= Theodor Peterson =

Norwegian businessperson and politician

Theodor Peterson (12 June 1839 – 9 January 1888) was a Norwegian businessperson and politician. He is known for his development of the family company M. Peterson & Søn, and also served one term in the Norwegian Parliament.

==Personal life==
He was born in 1839 as a son of Peter Christian Peterson and Hedevig Jacoba Sandberg. He was a grandson of Momme Peterson, who in 1801 had founded the company M. Peterson & Søn. In July 1862 he married Sara Margrethe Caroline Thorne, a sister of Johan Henrik Paasche Thorne and daughter of Johan Frederik Thorne.

==Career==
The family company M. Peterson & Søn had been expanded from its 1801 origins as a general store, to a larger company with a spinning mill, timber trade and regular shipping. Theodor Peterson discontinued the shipping operations, instead choosing to venture into the pulp and paper industry. Having bought Moss Iron Works together with Johan Henrik Paasche Thorne and Georg Wankel in 1875, he became the sole proprietor in 1878 as he took over Thorne and Wankel's shares in exchange of his company's ships. Then, he used the site of the iron works to develop new industry. The factory Moss Cellulosefabrik was built in November 1882, and in 1883 production of cellulose sulfate commenced there.
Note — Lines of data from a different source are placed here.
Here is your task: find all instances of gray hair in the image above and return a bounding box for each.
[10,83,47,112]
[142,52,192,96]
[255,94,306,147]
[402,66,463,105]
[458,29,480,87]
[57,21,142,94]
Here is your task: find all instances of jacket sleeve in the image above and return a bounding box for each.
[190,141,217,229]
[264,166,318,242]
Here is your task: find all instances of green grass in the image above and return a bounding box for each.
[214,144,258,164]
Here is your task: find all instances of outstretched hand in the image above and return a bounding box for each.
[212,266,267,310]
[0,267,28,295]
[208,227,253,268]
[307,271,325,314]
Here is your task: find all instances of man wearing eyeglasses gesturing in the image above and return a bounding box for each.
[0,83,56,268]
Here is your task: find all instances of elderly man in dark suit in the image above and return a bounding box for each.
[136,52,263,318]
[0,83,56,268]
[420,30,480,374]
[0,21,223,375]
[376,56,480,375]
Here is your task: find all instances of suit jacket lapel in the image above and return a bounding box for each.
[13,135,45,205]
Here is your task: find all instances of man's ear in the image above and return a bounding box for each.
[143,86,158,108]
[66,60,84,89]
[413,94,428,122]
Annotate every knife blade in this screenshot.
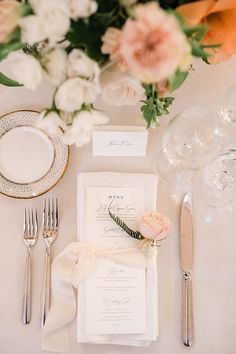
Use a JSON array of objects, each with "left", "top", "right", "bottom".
[{"left": 180, "top": 192, "right": 193, "bottom": 347}]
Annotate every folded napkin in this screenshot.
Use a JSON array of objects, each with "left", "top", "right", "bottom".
[
  {"left": 77, "top": 172, "right": 158, "bottom": 346},
  {"left": 42, "top": 173, "right": 158, "bottom": 353}
]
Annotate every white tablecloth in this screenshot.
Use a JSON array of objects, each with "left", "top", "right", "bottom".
[{"left": 0, "top": 58, "right": 236, "bottom": 354}]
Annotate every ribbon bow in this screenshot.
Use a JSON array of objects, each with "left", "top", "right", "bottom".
[{"left": 42, "top": 242, "right": 152, "bottom": 353}]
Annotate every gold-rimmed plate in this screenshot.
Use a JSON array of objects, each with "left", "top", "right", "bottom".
[{"left": 0, "top": 110, "right": 69, "bottom": 199}]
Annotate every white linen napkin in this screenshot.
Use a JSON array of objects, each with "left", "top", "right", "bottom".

After his death, this business field was further developed, first by his wife Sara but mainly under the leadership of their son Hans Blom Peterson. He was the managing director from 1901 to 1954, and also served as mayor of Moss.

In politics, Peterson was elected to the Norwegian Parliament in 1871, representing the constituency of Moss og Drøbak. He only served one term. In addition, he was a consul.